“Às vezes, demora a vida para descobrir o que se herda.” A frase dita em um dos momentos iniciais do romance No fundo do oceano, os animais invisíveis é síntese de tudo o que o leitor precisa saber a respeito dessa história. Os quatro parágrafos do Prelúdio mapeiam o percurso do livro até seu fim, mas é fato que ali, diante da porta de entrada para a história do protagonista Pedro Naves, eles parecem ressoar como pistas, sem termos a exata dimensão do que vamos encontrar adiante.
O romance traz uma narrativa que trafega inicialmente por referências simbolistas, beirando o insólito, até chegar a mais recente luta armada do Brasil, pondo em funcionamento uma metáfora poderosa usada por Umberto Eco: o texto como bosque.
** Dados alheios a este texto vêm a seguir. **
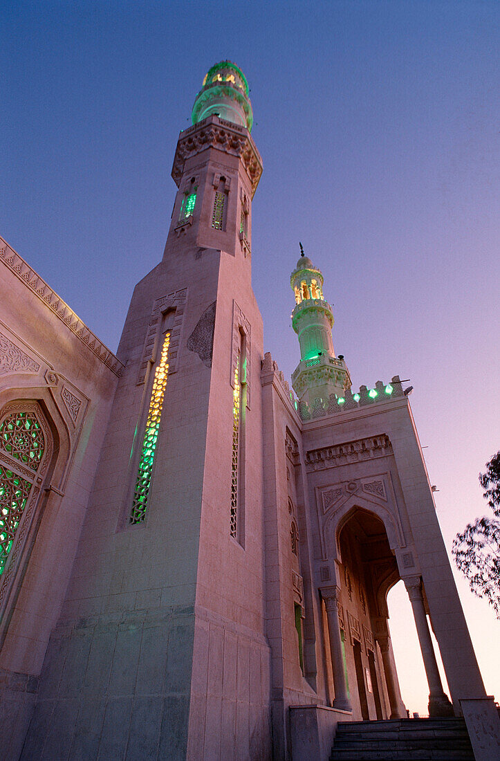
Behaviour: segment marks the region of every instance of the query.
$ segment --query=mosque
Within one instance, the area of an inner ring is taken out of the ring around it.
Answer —
[[[352,389],[304,252],[291,388],[264,352],[252,120],[241,70],[212,66],[116,356],[0,239],[2,759],[495,757],[408,389]],[[428,719],[400,692],[400,579]],[[454,755],[373,755],[384,728],[443,727]]]

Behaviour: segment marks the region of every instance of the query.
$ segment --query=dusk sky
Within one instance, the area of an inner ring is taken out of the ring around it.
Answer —
[[[289,379],[301,240],[353,390],[396,373],[414,387],[450,549],[488,514],[477,476],[500,449],[497,0],[2,7],[0,234],[113,351],[163,253],[176,142],[203,77],[220,60],[241,67],[264,164],[252,266],[265,349]],[[498,699],[500,622],[456,575]],[[401,586],[390,625],[403,697],[426,713]]]

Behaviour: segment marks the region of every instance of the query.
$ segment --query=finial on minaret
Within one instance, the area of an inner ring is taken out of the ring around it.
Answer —
[[[340,397],[350,388],[351,378],[343,358],[337,358],[333,351],[333,315],[323,295],[323,274],[298,244],[301,256],[290,285],[296,302],[291,325],[298,336],[301,361],[291,380],[300,401],[312,406],[320,399],[327,405],[331,394]]]
[[[197,124],[212,114],[247,127],[249,132],[252,129],[253,115],[248,83],[232,61],[221,61],[209,69],[193,107],[193,123]]]

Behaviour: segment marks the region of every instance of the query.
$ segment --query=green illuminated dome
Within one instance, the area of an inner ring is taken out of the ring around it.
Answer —
[[[221,61],[209,68],[196,95],[191,119],[193,124],[212,114],[250,131],[253,123],[248,83],[238,66]]]

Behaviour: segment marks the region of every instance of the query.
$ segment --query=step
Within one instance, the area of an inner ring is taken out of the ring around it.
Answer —
[[[450,729],[465,726],[463,718],[393,718],[370,721],[342,721],[337,726],[337,731],[370,732],[374,728],[398,729],[419,728],[424,729]]]
[[[379,748],[406,748],[408,750],[425,750],[430,748],[432,750],[437,750],[442,748],[447,750],[448,748],[471,748],[470,740],[468,737],[446,737],[441,740],[440,737],[425,737],[417,740],[394,740],[379,738],[374,740],[340,740],[336,737],[334,740],[333,750],[341,748],[361,749],[367,748],[377,750]]]
[[[424,729],[400,729],[400,730],[383,730],[375,729],[372,732],[337,732],[335,739],[345,740],[435,740],[436,737],[444,740],[454,740],[463,738],[469,739],[467,729],[446,729],[441,731],[436,730]]]
[[[339,750],[333,751],[330,761],[474,761],[472,750]]]

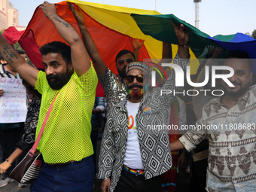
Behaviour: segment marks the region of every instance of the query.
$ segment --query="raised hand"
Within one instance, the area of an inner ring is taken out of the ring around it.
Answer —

Em suas famosas conferências Norton, apresentadas na Universidade Harvard e publicadas no Brasil no volume Seis passeios pelo bosque da ficção (1994), Eco usa uma alegoria, na verdade criada por Jorge Luis Borges, para sublinhar uma ideia bastante simples: a de que o texto, assim como o bosque, é “um jardim de caminhos que se bifurcam”, ainda que conte com trilhas bem definidas. A parte mais importante dessa metáfora está naquilo que figura fora do texto, no caso, o leitor. Assim, entender o texto como um bosque é também evocar a presença do leitor como sujeito ativo do ato de leitura, já que é ele quem define qual atalho seguir.
No fundo do oceano, os animais invisíveis me permite lembrar da metáfora do bosque, porque oferece, propositadamente, uma duplicação de estradas que, em dado momento, voltam a se conectar. Ao final do romance, observa-se que cada peça tem seu devido lugar, os personagens que cruzam e formam Pedro Naves, a cidade de ordem e progresso e a vila Esperancinha. Mesmo quando a leitura sugere um excesso da autoria ou um esforço demasiado para introduzir mais temas, distanciando-se do seu ponto inicial, é na linha de chegada que percebemos o sentido. E assim como sentencia Eco, o leitor precisa de atenção ao adentrar o bosque de Deak. É necessário vigília permanente no percurso de leitura.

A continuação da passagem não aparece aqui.